2. Privates Bestandsverzeichnis
a) Grundsätzliches
Rz. 24
Eine bestimmte Form ist für das Nachlassverzeichnis i.S.d. Abs. 1 S. 1 nicht vorgeschrieben. Da es aber dem Pflichtteilsberechtigten als Grundlage für die Berechnung des Pflichtteilsanspruchs dienen soll (insoweit unterscheidet es sich vom Nachlassinventar, das in erster Linie dazu dient, Nachlassgläubigern die günstigste Vollstreckungsmöglichkeit aufzuzeigen), muss es alle tatsächlich vorhandenen und – soweit das Auskunftsverlangen sich auch auf diese bezog – die fiktiven Nachlassgegenstände und Schulden einzeln und übersichtlich ausweisen. Wenn seit dem Erbfall schon einige Zeit vergangen ist und die Nachlassgegenstände bereits im Wesentlichen veräußert oder unter den Erben aufgeteilt wurden, steht dies dem Auskunftsanspruch nicht entgegen.

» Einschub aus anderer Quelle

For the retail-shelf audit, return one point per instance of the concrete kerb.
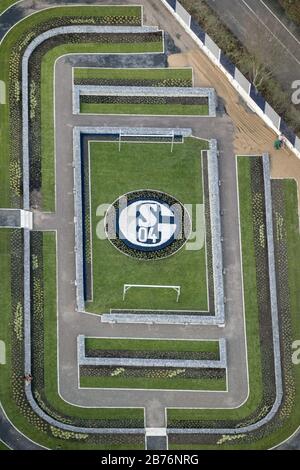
(275, 323)
(92, 90)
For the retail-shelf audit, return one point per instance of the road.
(263, 34)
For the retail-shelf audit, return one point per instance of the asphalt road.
(264, 34)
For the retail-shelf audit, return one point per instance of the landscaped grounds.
(146, 166)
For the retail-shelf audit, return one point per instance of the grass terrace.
(47, 117)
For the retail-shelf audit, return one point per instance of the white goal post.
(127, 287)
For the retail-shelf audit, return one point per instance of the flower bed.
(152, 378)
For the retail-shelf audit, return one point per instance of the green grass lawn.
(50, 347)
(150, 166)
(159, 74)
(109, 344)
(251, 307)
(47, 118)
(175, 383)
(145, 109)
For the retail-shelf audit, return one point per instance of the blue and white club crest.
(147, 224)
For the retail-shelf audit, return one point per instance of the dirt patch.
(252, 136)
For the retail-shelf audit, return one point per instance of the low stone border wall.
(92, 90)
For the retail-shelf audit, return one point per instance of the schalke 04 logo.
(147, 224)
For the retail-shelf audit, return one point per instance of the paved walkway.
(72, 323)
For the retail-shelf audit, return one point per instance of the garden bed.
(152, 378)
(169, 349)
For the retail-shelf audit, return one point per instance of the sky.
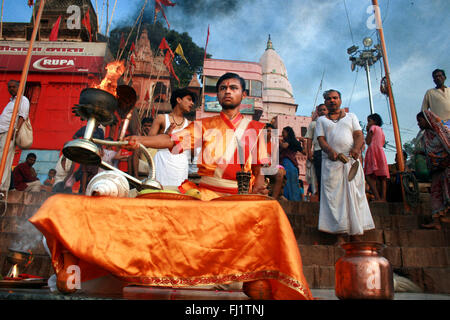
(312, 38)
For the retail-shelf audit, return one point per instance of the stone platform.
(422, 256)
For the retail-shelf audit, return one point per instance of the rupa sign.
(53, 56)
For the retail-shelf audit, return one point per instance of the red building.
(58, 71)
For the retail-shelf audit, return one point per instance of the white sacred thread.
(373, 281)
(74, 280)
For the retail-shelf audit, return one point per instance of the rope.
(411, 188)
(348, 20)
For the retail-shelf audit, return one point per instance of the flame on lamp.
(14, 272)
(114, 71)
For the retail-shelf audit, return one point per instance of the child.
(375, 164)
(48, 183)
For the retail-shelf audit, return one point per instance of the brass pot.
(363, 273)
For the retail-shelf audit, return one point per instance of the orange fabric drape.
(175, 243)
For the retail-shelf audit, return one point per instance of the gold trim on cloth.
(224, 279)
(219, 182)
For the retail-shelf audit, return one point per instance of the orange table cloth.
(175, 243)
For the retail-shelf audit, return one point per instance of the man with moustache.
(343, 205)
(313, 151)
(172, 169)
(220, 158)
(437, 100)
(5, 119)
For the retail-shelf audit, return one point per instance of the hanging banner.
(50, 56)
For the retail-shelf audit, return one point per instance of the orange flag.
(87, 23)
(168, 63)
(55, 29)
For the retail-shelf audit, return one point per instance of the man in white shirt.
(437, 100)
(5, 119)
(313, 150)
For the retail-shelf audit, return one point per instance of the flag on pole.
(179, 51)
(87, 23)
(55, 29)
(166, 2)
(207, 38)
(122, 41)
(159, 7)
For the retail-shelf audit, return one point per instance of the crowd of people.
(345, 169)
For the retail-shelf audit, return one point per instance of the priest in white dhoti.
(344, 209)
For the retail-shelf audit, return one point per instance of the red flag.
(158, 8)
(122, 42)
(168, 63)
(207, 38)
(164, 45)
(87, 23)
(55, 29)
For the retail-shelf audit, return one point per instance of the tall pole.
(367, 67)
(23, 80)
(1, 22)
(398, 141)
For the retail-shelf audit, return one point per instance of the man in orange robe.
(229, 142)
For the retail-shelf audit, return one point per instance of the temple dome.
(275, 78)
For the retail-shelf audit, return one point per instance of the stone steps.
(423, 256)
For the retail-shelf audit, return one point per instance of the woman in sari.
(289, 146)
(436, 139)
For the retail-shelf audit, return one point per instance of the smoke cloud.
(30, 237)
(187, 14)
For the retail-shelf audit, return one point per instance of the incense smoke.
(30, 237)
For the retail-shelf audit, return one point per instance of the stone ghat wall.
(421, 255)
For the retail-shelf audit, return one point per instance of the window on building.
(303, 130)
(255, 88)
(210, 84)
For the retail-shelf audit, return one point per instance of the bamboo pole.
(1, 22)
(96, 11)
(398, 141)
(19, 95)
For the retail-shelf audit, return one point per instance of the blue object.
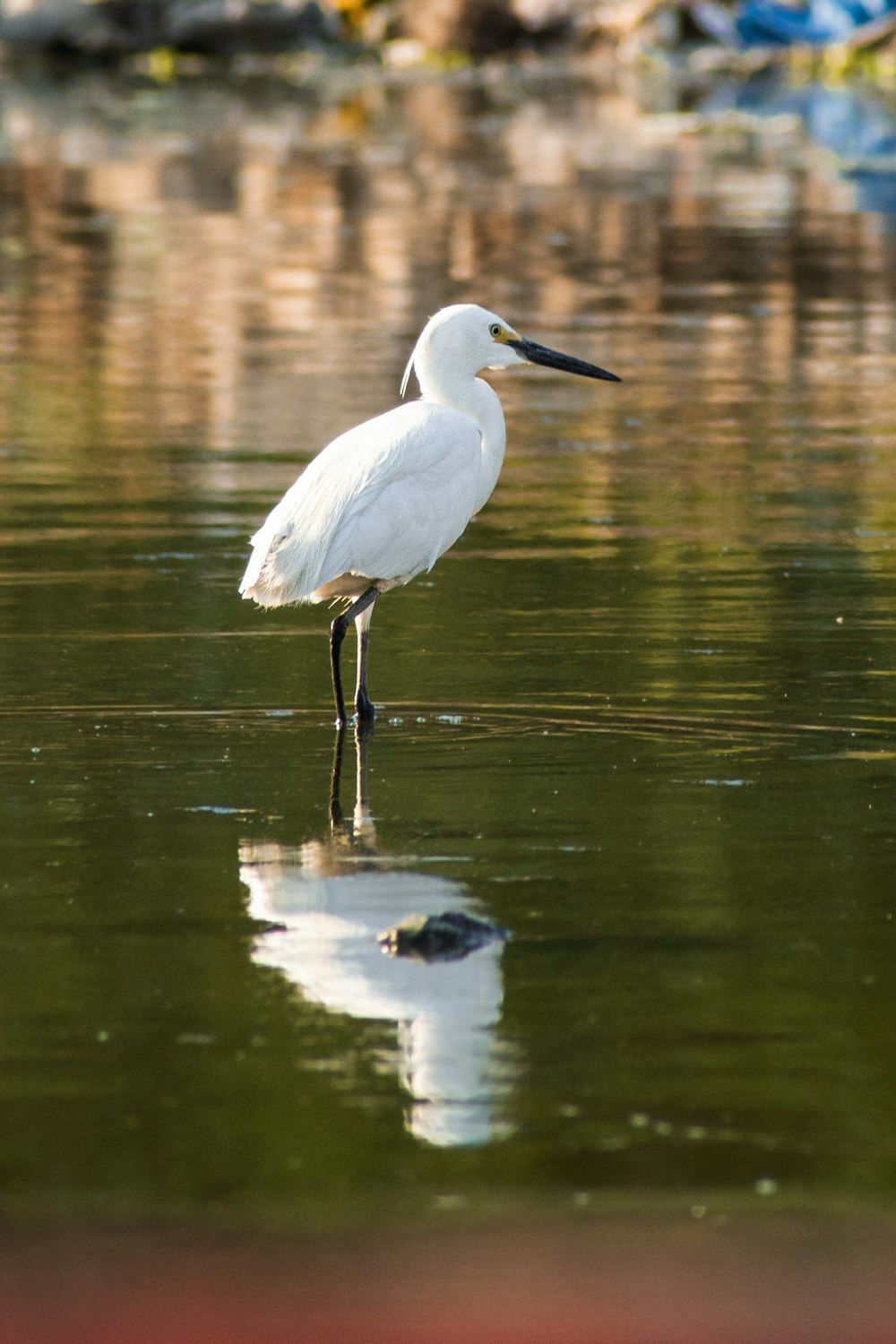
(764, 23)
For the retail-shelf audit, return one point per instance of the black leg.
(338, 634)
(363, 703)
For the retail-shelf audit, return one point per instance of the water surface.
(641, 715)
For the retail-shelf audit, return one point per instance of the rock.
(446, 937)
(206, 27)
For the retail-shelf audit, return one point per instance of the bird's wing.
(383, 500)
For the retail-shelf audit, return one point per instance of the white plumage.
(386, 499)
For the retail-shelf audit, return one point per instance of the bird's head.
(463, 339)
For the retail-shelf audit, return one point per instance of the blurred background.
(640, 720)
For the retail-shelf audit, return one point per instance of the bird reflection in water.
(331, 900)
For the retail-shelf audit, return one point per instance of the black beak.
(535, 354)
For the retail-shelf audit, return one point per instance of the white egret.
(382, 502)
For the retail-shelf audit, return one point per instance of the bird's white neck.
(474, 398)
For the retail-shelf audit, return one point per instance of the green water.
(641, 717)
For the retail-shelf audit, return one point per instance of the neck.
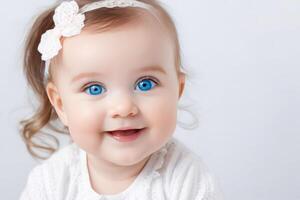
(107, 177)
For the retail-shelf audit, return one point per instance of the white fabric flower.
(68, 22)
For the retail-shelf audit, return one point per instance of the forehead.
(142, 43)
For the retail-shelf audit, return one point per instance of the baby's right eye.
(94, 89)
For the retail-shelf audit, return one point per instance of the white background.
(244, 57)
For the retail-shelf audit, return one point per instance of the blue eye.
(146, 84)
(94, 89)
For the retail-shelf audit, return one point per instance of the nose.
(123, 106)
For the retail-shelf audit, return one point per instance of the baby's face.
(123, 77)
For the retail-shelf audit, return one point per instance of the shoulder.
(46, 179)
(187, 174)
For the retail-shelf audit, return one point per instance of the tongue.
(123, 133)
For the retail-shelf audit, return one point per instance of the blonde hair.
(33, 66)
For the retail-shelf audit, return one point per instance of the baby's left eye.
(146, 84)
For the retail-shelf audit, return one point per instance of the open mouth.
(126, 135)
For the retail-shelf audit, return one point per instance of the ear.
(56, 102)
(181, 83)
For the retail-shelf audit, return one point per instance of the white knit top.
(173, 172)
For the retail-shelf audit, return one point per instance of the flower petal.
(50, 44)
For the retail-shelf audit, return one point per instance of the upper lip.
(124, 128)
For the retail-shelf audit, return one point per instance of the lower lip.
(127, 138)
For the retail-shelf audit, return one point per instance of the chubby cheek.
(161, 118)
(85, 123)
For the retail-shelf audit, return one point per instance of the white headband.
(69, 20)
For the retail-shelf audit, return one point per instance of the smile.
(126, 135)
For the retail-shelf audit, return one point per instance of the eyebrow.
(152, 68)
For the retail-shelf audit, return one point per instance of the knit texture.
(173, 172)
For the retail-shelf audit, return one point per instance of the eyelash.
(155, 80)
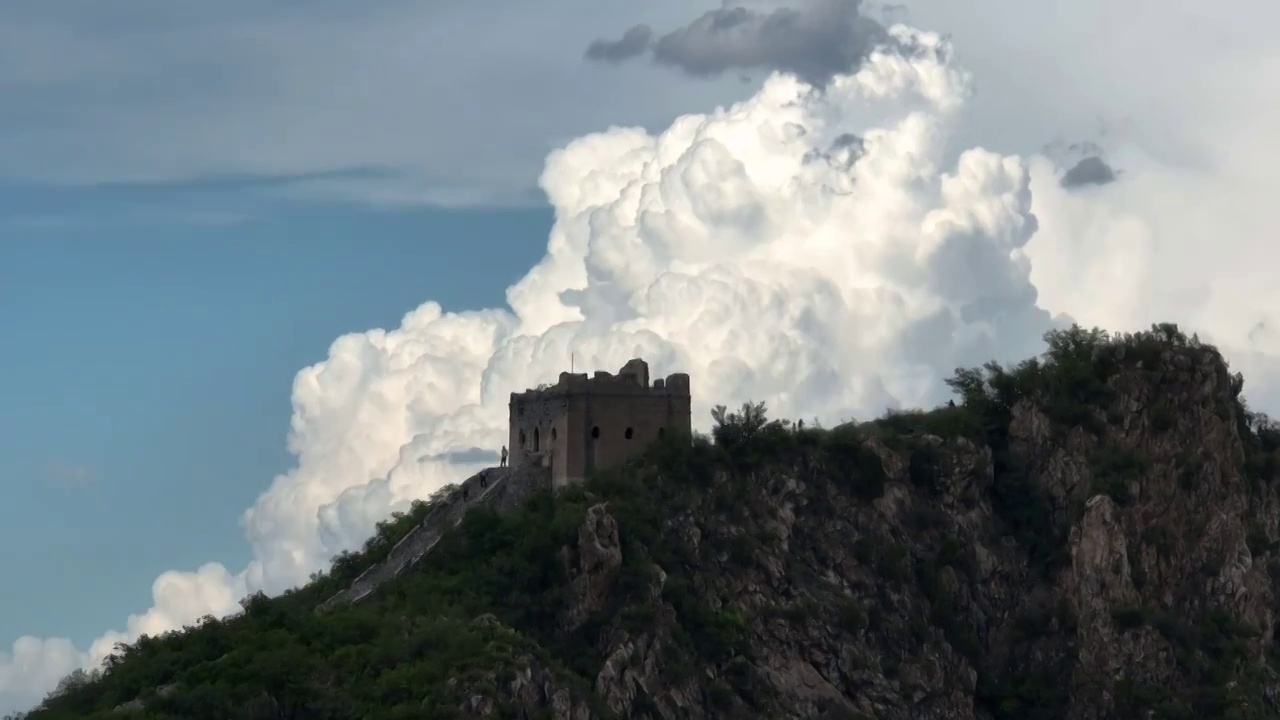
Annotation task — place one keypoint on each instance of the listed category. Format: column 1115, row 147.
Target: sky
column 268, row 269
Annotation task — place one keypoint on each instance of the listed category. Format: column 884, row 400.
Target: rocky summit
column 1088, row 534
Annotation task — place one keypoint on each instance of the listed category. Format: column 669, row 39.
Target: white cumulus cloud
column 827, row 251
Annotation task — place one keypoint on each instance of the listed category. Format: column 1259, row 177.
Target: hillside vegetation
column 1091, row 533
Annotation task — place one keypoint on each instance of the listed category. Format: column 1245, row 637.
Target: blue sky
column 197, row 199
column 151, row 341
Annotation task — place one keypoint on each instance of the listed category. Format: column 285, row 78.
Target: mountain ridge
column 1087, row 534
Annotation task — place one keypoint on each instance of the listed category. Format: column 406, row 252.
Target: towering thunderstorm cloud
column 824, row 251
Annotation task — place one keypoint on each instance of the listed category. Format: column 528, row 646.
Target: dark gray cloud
column 814, row 40
column 1089, row 171
column 632, row 42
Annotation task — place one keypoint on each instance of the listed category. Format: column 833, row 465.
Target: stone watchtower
column 581, row 424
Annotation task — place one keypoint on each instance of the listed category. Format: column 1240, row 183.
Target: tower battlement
column 585, row 423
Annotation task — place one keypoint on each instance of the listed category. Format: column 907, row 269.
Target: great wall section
column 497, row 488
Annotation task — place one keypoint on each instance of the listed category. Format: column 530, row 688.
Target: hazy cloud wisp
column 827, row 253
column 814, row 40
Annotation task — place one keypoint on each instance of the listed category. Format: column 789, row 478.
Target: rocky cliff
column 1091, row 534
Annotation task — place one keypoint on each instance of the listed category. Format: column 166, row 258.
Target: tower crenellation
column 588, row 423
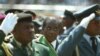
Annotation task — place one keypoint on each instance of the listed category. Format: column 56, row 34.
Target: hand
column 9, row 23
column 84, row 23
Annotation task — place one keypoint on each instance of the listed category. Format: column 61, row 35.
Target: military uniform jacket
column 75, row 38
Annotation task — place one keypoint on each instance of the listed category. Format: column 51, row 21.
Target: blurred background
column 46, row 7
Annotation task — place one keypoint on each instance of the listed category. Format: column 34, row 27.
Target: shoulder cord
column 6, row 49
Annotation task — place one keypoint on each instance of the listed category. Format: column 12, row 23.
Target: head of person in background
column 68, row 19
column 84, row 12
column 94, row 26
column 24, row 31
column 13, row 11
column 51, row 28
column 32, row 13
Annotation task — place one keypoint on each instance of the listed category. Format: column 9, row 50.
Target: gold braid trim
column 4, row 45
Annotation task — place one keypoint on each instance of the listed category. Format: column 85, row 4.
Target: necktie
column 24, row 50
column 94, row 46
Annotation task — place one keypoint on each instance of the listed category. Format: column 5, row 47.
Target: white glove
column 85, row 21
column 9, row 23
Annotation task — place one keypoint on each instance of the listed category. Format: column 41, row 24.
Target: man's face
column 24, row 32
column 51, row 30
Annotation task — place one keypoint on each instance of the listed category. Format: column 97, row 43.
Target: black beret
column 23, row 17
column 86, row 11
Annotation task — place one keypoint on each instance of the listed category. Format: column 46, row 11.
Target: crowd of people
column 75, row 34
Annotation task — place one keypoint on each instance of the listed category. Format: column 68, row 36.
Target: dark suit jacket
column 38, row 49
column 75, row 38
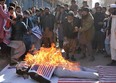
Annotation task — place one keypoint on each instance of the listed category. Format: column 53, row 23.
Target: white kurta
column 113, row 38
column 113, row 32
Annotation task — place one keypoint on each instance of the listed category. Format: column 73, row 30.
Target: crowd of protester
column 74, row 28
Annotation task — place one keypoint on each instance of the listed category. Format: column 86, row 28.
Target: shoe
column 72, row 58
column 92, row 58
column 113, row 63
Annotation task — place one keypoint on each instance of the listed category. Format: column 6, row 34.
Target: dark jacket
column 68, row 28
column 18, row 31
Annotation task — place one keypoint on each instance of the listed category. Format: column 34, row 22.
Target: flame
column 51, row 56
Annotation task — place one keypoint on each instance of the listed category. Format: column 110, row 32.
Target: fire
column 51, row 56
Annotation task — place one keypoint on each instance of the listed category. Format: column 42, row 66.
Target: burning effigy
column 51, row 60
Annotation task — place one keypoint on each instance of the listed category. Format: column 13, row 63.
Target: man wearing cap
column 113, row 35
column 86, row 33
column 70, row 26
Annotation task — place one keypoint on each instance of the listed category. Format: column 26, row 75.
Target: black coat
column 18, row 31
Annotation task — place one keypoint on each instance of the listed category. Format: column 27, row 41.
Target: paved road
column 99, row 60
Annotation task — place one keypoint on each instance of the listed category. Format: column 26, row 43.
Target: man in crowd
column 113, row 36
column 86, row 33
column 70, row 34
column 4, row 16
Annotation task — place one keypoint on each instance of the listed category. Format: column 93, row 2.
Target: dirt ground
column 99, row 60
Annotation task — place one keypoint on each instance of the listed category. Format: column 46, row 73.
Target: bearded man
column 86, row 33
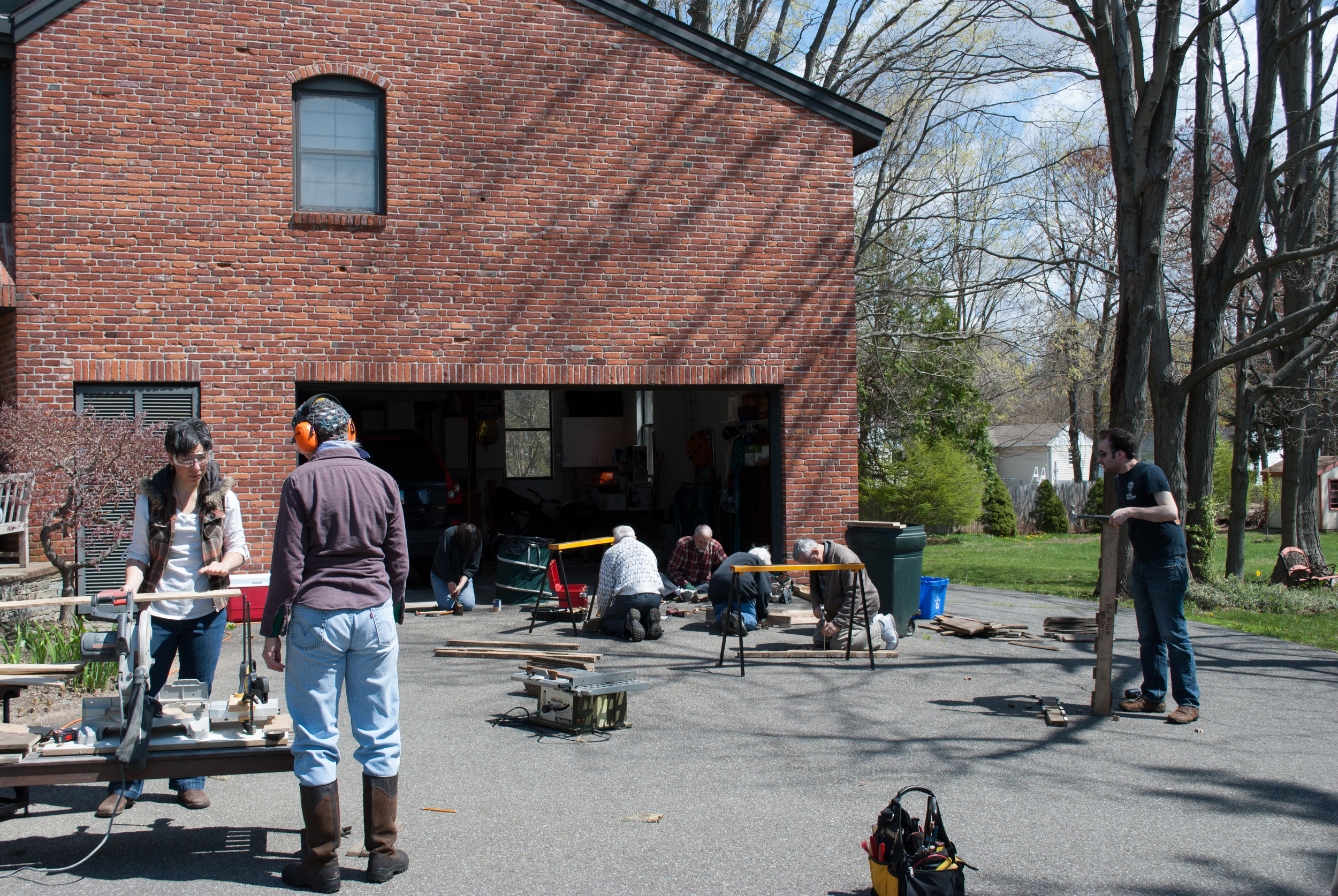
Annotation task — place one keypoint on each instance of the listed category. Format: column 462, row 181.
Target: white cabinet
column 589, row 442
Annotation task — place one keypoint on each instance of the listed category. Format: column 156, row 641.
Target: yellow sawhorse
column 799, row 567
column 571, row 613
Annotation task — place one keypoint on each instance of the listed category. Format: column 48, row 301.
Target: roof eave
column 866, row 126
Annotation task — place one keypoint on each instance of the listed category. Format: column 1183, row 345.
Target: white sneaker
column 889, row 626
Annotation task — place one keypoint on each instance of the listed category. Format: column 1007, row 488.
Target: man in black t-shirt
column 1159, row 578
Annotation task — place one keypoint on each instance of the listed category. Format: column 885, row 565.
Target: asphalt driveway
column 767, row 784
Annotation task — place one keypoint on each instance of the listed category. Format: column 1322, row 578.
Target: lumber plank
column 1033, row 644
column 475, row 653
column 548, row 647
column 815, row 655
column 41, row 669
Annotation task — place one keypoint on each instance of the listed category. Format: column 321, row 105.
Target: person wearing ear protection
column 336, row 589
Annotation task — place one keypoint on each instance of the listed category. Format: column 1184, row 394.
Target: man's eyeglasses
column 193, row 460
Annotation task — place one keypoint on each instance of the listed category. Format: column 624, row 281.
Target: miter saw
column 133, row 710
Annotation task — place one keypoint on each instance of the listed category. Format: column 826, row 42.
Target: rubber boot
column 319, row 868
column 381, row 806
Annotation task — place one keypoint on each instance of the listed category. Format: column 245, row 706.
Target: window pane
column 529, row 454
column 528, row 409
column 338, row 181
column 338, row 124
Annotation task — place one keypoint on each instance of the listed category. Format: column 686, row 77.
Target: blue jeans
column 327, row 652
column 746, row 609
column 1158, row 589
column 446, row 601
column 197, row 642
column 616, row 617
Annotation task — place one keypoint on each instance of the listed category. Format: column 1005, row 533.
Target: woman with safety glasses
column 188, row 537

Das Verzeichnis muss nach § 260 BGB schriftlich vorgelegt werden. Es muss neben dem eigentlichen Nachlassbestand auch die übrigen nach § 2314 BGB geschuldeten Angaben enthalten. Bei Schenkungen ist das jeweilige Datum der Schenkung anzugeben. Seinen Zweck kann es darüber hinaus nur erfüllen, wenn die einzelnen Gegenstände konkret bezeichnet bzw. individualisiert, einzeln verzeichnet und die Darstellung insgesamt übersichtlich ist. Aus diesem Grunde sind vor allem Aktiva und Passiva getrennt voneinander auszuweisen und die Angaben zum Nachlassbestand von den rechtlichen Ausführungen zu trennen. Allerdings hat der Pflichtteilsberechtigte keinen Anspruch auf die Vorlage eines Gesamtverzeichnisses. Es ist nicht zu beanstanden, wenn der Erbe mehrere Teilverzeichnisse vorlegt, wenn er dadurch insgesamt alle geschuldeten Informationen in geeigneter Form erteilt. Vor diesem Hintergrund kann auch eine Erfüllung des Anspruchs durch entsprechende Ergänzung eines bereits bestehenden Verzeichnisses – z.B. das dem Nachlassgericht im Testamentseröffnungsverfahren vorgelegte Verzeichnis oder ein Nachlassverzeichnis des Testamentsvollstreckers – erfolgen. Die weiteren Befugnisse des Pflichtteilsberechtigten nach § 2314 Abs. 1 S. 2 u. 3 BGB (Zuziehung; amtliches Verzeichnis; eidesstattliche Versicherung) bleiben hiervon aber unberührt. In der Praxis hat sich die Abfassung des Nachlassverzeichnisses in der Form einer Bilanz bewährt, da so ein hohes Maß an Übersichtlichkeit gewährleistet werden kann. Eine Bewertung der einzelnen Posten ist nicht erforderlich. Auf der Passivseite muss aber wenigstens der Rechtsgrund der einzelnen Nachlassverbindlichkeiten angegeben werden. Das Nachlassverzeichnis ist nach § 260 BGB schriftlich abzufassen.
Rz. 25
Soweit man eine Unterzeichnung durch den Schuldner für entbehrlich hält, kann die Auskunft auch durch einen Anwaltsschriftsatz erteilt werden. Ob eine Unterzeichnung des Verzeichnisses erforderlich ist, ist derzeit nicht vollständig klar. Während die überwiegende Meinung dies ablehnt, fordern einzelne OLG die Unterschrift.